Figure 14. Comparison of algorithms in presence of false stars
of algorithms is investigated without regarding the false stars. The simulation results indicated that the angle algorithm fails to produce the correct results in most cases. Therefore, this algorithm is not appropriate to be used in the star sensor despite the minimum number of needed stars to form a pattern. In the following, the reliability of other algorithms is measured against false stars (Fig. 14). Based on the results, it is clear that all of these algorithms are resistant to false stars. Another important feature which is considered in the algorithms is their response speed. Fig. 15 demonstrates the average increase in the search time for combined triangle, quadrilateral, and pyramid algorithms for the magnitudes 1, 2, 3 and 4. Fig. 16 compares algorithms which need at least five stars in the field of view. Regarding the graphs presented in Figs. 15 and 16, it is clear that the response time for algorithms with five stars in the field of view is 10 times greater than that of the algorithms with 3 and 4 stars in the field of view. The required memory by an algorithm is regarded as the last examined feature.

Figure 15. Comparison of response time for algorithms

Figure 16. Comparison of response time for novel algorithms

Figure 17. Required memory for algorithms
This feature is very important because the memory capacity of a star sensor is not infinite, and the amount of its memory capacity should be considered in order to apply an algorithm to the star sensor. Fig. 17 represents the comparison of the required memory for the algorithms examined in this paper for a different number of available stars.

Table 3.Number of comparison parameters and needed stars
Algorithm Minumun number of stars
for algorithm Number of comparison
angle 2 1
Combined triangle 3 5
Pyramid 4 6
quadilateral 4 4
Pentagon 5 5
Square pyramid 5 8
Triangular di pyramid 5 9
Finally, Table 3 presents a general comparison between previous and innovative algorithms in terms of the number of needed stars in the field of view and the number of parameters that can be extracted from each of the algorithms.

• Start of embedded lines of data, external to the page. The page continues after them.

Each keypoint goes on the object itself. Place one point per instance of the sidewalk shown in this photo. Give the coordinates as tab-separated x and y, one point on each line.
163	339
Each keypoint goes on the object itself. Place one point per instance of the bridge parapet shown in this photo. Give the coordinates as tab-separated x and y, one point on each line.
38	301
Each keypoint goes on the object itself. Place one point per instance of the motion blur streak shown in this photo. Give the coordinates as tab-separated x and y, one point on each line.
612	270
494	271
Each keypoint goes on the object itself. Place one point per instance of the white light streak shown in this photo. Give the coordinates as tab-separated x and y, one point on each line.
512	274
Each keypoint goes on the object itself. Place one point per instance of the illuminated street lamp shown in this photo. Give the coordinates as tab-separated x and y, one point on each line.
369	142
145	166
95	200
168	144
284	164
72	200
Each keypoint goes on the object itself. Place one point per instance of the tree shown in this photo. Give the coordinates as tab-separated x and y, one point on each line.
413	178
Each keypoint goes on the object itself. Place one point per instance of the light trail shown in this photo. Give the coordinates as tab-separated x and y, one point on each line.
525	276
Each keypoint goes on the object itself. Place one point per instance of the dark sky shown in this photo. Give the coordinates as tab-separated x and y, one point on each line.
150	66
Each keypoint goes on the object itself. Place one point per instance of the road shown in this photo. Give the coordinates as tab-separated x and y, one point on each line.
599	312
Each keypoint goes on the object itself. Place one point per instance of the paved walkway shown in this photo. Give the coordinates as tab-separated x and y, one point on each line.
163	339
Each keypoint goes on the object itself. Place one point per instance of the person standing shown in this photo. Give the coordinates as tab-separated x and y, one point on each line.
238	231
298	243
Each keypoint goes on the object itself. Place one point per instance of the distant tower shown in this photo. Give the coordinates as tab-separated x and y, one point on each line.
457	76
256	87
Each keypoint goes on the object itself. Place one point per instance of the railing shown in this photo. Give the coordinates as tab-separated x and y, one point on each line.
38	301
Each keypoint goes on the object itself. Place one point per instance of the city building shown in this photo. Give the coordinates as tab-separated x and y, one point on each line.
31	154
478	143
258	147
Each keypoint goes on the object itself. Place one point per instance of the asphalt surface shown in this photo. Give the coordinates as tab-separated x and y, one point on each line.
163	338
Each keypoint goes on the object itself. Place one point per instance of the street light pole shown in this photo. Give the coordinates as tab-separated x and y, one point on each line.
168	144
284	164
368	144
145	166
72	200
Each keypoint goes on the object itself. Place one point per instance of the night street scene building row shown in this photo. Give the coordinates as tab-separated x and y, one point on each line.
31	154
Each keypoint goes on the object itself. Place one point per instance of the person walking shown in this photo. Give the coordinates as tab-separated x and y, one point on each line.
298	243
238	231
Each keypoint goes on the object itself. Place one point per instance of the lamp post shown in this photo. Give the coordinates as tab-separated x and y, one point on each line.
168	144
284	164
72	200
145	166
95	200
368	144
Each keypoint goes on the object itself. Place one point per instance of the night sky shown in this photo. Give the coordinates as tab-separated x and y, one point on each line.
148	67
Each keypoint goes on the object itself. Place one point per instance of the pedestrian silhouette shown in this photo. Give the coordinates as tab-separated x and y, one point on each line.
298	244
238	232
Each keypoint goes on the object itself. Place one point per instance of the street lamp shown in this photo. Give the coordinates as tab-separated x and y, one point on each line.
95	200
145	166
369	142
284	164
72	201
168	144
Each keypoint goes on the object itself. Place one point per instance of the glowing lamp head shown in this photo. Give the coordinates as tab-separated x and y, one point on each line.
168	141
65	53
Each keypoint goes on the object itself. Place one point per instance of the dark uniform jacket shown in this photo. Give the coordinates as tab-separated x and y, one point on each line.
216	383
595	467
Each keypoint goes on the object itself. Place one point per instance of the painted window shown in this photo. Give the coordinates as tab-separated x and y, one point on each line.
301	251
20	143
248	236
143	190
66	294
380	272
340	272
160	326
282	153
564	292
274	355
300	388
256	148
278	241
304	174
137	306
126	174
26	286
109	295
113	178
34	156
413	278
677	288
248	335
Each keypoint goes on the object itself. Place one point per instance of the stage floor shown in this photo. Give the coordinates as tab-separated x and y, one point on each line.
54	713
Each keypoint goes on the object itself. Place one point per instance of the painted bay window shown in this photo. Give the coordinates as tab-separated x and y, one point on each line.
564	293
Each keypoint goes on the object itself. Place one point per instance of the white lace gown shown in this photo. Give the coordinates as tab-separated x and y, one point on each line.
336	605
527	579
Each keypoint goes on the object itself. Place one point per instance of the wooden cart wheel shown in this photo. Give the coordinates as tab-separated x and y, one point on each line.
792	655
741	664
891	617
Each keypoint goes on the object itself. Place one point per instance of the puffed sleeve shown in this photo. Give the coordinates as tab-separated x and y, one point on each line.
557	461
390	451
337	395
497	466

In the present study, seven pattern-matching algorithms were investigated for a star sensor in terms of response time, correct results, memory capacity required for the database, and resistance to false stars. The angle algorithm failed to get a unique response in most cases because it only examined one parameter. In other algorithms, which needed 3, 4 and 5 stars to form a pattern, an increase in the number of stars for forming a pattern by one, decreased the number of unique responses by about 10%, which is related to the inadequate number of stars in the field of view to form the desired pattern. In addition, the average ratio of search time was about 10 times in algorithms, which required at least 5 stars to form a pattern with respect to the algorithms which required at least four stars to form a pattern. Among all simulated algorithms, the triangular di pyramid algorithm had the highest number of comparable parameters and compared nine parameters. This algorithm compared three parameters more than that of the accepted pyramid algorithm, although it only required one more star to form the pattern. Among all the algorithms mentioned above, combined triangle, pyramid and the innovative triangular di pyramid algorithms are more suitable for use in the star sensor, since they form the best structure and extract more information compared to the algorithms which require an equal number of stars to form a pattern (Table 3). These algorithms are all suitable for use in the star sensor although the best algorithm to be used in each sensor highly relies on the required accuracy, sensor technology, field of view dimensions, and search method.